Corcoran Pollinator Project has had kind of a slow-burn summer this year due in part to three of our core team members, including me, being wrapped up in fieldwork and other travels much of the season. However, we did manage to put in two gardens so far, we have a full garden installation roster coming up, and we have some cool collaborations in the works.
In June Liz, Ellie, and I worked on adding native pollinator plants to Ellie’s garden (above). In return we received tons of Ellie’s native violets to share with other gardens.
In July, Kassie Brown of Renaissance Soil came to Corcoran to take soil samples of yards and gardens for a pilot study on the relationship between above-ground and below-ground biodiversity. Do native perennial gardens improve soil health? Stay tuned!

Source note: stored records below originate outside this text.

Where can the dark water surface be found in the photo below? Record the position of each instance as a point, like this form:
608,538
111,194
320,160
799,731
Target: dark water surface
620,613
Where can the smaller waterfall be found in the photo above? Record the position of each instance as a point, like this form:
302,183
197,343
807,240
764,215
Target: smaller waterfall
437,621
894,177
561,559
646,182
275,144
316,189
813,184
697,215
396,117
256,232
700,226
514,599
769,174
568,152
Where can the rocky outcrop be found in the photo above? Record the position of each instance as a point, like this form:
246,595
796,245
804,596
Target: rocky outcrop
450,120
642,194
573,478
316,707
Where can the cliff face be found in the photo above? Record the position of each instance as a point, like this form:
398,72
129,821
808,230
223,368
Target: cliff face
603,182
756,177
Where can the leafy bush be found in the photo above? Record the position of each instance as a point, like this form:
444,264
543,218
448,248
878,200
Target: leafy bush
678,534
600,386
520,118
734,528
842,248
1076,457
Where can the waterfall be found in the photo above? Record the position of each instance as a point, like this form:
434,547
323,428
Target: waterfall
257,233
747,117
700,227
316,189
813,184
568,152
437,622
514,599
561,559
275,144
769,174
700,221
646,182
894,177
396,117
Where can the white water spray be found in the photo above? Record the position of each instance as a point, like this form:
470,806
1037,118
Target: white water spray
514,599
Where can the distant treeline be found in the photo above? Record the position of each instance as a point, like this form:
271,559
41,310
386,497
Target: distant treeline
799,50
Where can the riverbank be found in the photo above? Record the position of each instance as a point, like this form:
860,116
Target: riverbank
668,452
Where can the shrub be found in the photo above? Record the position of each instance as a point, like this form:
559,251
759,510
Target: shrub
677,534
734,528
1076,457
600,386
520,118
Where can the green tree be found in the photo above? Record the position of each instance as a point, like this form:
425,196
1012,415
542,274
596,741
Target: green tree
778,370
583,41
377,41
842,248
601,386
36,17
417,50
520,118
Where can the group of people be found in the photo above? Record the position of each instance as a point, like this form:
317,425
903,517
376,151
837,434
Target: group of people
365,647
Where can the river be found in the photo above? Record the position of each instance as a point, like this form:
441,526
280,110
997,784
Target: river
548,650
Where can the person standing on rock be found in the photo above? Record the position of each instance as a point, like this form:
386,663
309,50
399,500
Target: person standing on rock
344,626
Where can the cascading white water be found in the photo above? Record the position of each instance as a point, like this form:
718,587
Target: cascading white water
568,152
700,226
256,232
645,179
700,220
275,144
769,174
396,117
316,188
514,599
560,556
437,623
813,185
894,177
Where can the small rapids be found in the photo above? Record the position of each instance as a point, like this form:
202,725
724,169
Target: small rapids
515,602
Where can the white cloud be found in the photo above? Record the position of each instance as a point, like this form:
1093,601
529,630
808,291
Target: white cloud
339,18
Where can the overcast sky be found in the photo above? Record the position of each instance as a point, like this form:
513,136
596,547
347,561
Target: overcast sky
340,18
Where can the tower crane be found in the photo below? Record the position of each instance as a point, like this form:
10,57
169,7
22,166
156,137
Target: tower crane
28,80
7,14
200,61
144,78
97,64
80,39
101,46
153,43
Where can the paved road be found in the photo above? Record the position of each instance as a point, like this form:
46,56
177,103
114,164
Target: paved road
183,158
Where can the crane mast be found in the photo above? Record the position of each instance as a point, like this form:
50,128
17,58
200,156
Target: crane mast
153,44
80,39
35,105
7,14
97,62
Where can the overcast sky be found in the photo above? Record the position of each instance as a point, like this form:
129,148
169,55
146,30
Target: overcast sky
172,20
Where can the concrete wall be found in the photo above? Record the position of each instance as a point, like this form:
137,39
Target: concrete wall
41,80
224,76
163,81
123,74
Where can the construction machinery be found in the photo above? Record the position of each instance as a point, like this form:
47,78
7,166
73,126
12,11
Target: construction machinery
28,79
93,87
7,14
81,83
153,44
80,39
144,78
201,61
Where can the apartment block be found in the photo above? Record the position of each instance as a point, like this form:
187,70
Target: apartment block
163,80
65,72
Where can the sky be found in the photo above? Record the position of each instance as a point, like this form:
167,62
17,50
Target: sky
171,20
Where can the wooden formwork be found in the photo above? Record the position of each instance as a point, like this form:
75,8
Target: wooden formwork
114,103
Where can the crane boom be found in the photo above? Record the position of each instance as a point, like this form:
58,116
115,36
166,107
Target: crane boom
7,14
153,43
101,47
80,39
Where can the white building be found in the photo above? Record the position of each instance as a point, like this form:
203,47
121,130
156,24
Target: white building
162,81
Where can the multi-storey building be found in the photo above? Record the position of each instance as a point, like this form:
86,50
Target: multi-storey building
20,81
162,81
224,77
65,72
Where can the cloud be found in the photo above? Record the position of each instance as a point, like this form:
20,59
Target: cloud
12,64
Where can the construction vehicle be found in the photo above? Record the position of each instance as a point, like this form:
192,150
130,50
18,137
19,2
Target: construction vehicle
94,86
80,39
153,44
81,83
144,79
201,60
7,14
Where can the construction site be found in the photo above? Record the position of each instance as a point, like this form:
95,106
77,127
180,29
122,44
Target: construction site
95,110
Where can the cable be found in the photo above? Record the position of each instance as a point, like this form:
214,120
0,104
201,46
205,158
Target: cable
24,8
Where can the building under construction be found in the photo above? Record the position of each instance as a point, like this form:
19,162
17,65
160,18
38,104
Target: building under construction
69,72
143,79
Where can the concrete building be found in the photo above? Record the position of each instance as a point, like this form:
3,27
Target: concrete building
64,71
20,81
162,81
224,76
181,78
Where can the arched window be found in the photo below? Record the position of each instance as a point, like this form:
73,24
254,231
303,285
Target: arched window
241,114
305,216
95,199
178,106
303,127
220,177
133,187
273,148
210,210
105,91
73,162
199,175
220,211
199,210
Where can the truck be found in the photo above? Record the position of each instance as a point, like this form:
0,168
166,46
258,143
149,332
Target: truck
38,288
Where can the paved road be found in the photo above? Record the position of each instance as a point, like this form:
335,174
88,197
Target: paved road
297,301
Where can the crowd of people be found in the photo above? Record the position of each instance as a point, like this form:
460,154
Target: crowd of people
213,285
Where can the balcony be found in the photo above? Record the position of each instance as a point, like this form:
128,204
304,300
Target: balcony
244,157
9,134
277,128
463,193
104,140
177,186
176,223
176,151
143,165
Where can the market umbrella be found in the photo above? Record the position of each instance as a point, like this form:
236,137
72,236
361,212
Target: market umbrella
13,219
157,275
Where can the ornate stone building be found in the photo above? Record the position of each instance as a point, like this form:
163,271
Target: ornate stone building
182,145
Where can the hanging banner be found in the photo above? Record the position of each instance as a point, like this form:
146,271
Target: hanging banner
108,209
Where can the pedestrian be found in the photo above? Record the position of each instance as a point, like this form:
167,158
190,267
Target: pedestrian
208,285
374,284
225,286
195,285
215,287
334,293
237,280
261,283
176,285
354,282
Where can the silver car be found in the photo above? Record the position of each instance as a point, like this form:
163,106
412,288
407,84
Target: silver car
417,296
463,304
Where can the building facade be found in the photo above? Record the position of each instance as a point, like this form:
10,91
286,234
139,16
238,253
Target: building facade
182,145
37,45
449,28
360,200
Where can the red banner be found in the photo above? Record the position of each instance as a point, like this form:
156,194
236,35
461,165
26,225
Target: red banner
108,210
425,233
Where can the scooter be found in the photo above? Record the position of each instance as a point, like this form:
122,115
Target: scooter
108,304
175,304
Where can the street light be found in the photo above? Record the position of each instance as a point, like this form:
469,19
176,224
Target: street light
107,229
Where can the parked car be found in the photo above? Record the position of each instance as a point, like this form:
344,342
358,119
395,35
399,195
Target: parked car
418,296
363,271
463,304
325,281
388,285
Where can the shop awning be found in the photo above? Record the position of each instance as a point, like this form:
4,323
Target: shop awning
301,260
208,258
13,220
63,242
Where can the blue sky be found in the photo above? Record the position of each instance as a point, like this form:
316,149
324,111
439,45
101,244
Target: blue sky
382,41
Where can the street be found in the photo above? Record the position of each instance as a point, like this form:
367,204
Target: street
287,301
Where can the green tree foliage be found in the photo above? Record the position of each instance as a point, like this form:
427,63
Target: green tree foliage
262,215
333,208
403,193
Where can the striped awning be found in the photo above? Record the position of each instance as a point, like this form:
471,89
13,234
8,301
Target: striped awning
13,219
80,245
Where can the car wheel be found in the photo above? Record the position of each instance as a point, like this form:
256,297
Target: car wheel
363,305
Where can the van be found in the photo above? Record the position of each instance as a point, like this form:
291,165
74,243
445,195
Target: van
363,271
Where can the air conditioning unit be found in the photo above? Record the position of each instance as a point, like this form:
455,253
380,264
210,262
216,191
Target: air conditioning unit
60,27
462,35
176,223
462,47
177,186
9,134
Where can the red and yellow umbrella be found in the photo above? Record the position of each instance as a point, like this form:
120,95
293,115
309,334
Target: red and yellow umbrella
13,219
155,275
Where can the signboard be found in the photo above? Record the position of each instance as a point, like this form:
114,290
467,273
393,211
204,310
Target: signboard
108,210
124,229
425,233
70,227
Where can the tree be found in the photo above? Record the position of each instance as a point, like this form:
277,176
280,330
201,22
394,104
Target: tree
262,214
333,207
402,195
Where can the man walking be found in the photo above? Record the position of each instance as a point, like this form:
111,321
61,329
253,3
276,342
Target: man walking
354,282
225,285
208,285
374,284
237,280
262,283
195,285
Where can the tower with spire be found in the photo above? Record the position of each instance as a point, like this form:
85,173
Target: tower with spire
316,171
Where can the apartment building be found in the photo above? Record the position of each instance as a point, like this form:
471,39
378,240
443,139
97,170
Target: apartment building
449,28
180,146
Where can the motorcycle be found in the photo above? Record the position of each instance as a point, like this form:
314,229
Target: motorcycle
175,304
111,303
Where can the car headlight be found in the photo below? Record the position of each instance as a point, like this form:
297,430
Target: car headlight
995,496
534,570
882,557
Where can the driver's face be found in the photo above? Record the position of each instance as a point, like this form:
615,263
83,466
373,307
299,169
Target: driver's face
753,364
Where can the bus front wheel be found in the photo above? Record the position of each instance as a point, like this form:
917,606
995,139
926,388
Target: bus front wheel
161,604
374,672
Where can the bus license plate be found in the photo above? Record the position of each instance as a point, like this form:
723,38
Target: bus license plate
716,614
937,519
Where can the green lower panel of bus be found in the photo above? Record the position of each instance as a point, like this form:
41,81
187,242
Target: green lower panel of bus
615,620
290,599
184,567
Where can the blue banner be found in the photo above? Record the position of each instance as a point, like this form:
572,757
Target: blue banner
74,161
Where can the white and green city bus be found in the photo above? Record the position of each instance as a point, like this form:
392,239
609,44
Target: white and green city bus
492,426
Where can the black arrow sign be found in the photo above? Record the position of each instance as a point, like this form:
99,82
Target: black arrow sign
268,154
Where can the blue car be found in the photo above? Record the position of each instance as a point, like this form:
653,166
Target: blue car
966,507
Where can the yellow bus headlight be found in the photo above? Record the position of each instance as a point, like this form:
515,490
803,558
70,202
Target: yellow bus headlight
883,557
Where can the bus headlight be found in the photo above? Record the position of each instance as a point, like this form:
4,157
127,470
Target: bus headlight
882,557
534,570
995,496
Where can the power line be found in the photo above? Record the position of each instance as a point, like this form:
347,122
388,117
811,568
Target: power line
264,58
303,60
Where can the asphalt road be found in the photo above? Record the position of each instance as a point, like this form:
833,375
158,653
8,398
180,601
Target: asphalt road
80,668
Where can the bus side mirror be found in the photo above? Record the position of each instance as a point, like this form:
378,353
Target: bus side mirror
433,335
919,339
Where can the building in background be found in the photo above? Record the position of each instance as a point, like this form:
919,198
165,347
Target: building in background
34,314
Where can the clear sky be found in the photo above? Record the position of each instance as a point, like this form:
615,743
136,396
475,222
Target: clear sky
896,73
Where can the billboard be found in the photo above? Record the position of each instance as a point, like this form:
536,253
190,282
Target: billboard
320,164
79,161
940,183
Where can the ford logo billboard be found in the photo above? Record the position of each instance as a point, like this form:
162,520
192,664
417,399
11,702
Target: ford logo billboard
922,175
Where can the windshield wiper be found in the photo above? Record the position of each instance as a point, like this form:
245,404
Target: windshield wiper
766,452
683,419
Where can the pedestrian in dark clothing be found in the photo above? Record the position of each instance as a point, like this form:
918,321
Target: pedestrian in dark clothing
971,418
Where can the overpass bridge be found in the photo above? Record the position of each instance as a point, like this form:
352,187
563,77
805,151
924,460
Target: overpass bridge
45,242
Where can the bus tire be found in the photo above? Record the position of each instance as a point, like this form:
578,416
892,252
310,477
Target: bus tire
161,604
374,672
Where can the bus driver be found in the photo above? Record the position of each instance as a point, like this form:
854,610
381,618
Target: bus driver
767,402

The soil study is the first step in a larger project to map soil health and biodiversity across the neighborhood. We hope this data can be added to the neighborhood garden biodiversity maps we started last year, which, speaking of, are ready for viewing:
Here’s a screen shot. These maps are based on a survey of about 1,000 front yards in Corcoran and show the number of species in people’s gardens, whether or not they have native species, and whether they have room to add a pollinator garden. The idea is to be able to more easily visualize habitat density and connectivity in the neighborhood and to see where we can most usefully target our installations in the future. These maps wouldn’t exist without the expertise and generous help of University of Minnesota spatial data analyst and geographer Melinda Kernik–thanks Melinda!
If you want to play around with the map layers, check out the map app here. (Click on the layers icon in the upper left hand corner).
Speaking of people we are grateful to, many thanks to Elaine Klaassen of the Southside Pride for writing this lovely profile of the project, which appeared in last month’s Southside Pride edition.
Finally, here are some photos of our most recent garden installation at Kate’s house:
Thanks to generous plant providers Cynthia, Kevin, Deb, Leanna, and Ellie, we were able to plant 15 species including liatris, showy goldenrod, echinacea, heliopsis, columbine, bee balm, swamp milkweed, and a native sedge. Kate’s boulevard was already partially cleared because she was fixing up an empty spot left by a tree removal. There was a lot of extra soil built up–I saved some to use experimentally in seed starting for next year.
That is the bulk of the news from the summer. A couple other tidbits of note–we hosted Terry’s talk about getting started gardening with native plants at the Corcoran Neighborhood Organization office in August–I forgot to take pictures, but we might host a repeat later in the fall. We have streamlined our garden request and volunteer sign-up processes. And, we have seven more installations planned for September and early October.
Thanks so much to everyone who’s participated in the project this year! Happy gardening!